Crónica de Ana Costa: as coisas favoritas

(Fotografia de Anna Pyshniuk/Pexels)
Há lugares, físicos ou sensoriais, a que voltamos porque neles fomos felizes, e sabemos que a cada regresso teremos um abraço à nossa espera.

Há dias, apeteceu-me comer peras assadas, daquelas que a minha avó colhia da pereira raquítica que havia no jardim, e punha a assar no forno a lenha com uma mistura de vinho do Porto, canela e mel, que as embebia numa doçura muito próxima da de um caramelo. Não sei dizer se as que acabei por comer teriam exatamente o mesmo sabor que essas da minha infância, mas cumpriram a função de me fazer revisitar uma lembrança ternurenta. Por vezes, os nossos pratos favoritos não o são tanto pelo paladar mas pelas memórias que nos despertam, pelo conforto de regressar a um lugar familiar, simples, feliz.
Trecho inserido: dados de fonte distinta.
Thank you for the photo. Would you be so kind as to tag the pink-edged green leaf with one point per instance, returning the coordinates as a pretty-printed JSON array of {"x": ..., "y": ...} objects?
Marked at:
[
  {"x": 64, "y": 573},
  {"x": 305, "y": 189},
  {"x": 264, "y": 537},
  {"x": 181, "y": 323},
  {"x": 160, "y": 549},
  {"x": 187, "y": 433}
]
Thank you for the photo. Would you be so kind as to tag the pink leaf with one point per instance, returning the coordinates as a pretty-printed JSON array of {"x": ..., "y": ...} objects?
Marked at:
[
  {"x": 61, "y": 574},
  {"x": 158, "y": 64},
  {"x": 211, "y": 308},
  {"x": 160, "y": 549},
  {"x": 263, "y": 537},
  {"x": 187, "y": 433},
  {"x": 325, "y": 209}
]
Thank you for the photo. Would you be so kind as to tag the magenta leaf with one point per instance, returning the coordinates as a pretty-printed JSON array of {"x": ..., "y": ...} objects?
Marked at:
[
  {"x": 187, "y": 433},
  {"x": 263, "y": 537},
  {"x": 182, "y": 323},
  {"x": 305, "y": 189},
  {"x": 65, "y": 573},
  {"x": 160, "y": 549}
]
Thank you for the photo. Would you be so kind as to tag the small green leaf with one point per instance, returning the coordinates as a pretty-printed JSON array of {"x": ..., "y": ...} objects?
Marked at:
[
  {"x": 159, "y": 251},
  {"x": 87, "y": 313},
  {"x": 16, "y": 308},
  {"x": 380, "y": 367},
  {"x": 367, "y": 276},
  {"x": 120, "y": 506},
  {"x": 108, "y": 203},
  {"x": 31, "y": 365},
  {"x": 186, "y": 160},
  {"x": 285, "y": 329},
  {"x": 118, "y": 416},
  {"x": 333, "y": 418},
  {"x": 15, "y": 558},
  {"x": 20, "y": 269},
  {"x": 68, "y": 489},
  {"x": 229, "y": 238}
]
Tenho para mim que catalogamos as nossas coisas preferidas em antologias da saudade, enraizadas nas primeiras experiências que delas tivemos, e na vontade de voltarmos a viver certos momentos ou a sentir determinadas emoções.

E o que vale para sabores, vale também para outros lugares, físicos ou sensoriais. Colecionamos pratos, aromas, espaços, músicas e atividades em gavetas de diversas categorias, que abrimos sempre que precisamos de um consolo.

Quando abro as minhas, encontro nelas o cheiro a maresia ao início da manhã, dos longos dias de praia; uma lareira acesa, a aquecer os pés e a alma numa noite de inverno; orquídeas de várias cores, como as que preenchiam os vasos de jardim e os centros de mesa da casa onde cresci. Também lá tenho guardada a serra do Gerês, onde sempre encontro paz; o meu Douro pintado de outono; a caldeira do Teide, em Tenerife, onde sonho voltar. E outros locais que de uma só visita garantiram entrada nos meus catálogos: Cadaqués, que conheci no calor doce do verão, entre banhos no Mediterrâneo; e os vales encantados da Capadócia, sobrevoados de balão.

Sei de quem tenha datas preferidas, e a essas o regresso é sempre previsível. As efemérides garantem-nos a vivência cíclica de um conjunto de atos e ambientes que estão gravados nas nossas coleções. Vem aí o São Martinho, com as castanhas assadas e o vinho novo; não tarda chega o Natal, e uma mesa de partilha.

Quando o mundo fica de pernas para o ar, podemos sempre contar com esses lugares seguros. Com as certezas de que a praia continuará a cheirar a maresia; que o Natal há de voltar e que as peras assadas haverão sempre de saber a ternura. Enquanto existirem estes refúgios sabemos que a cada regresso teremos um abraço à nossa espera.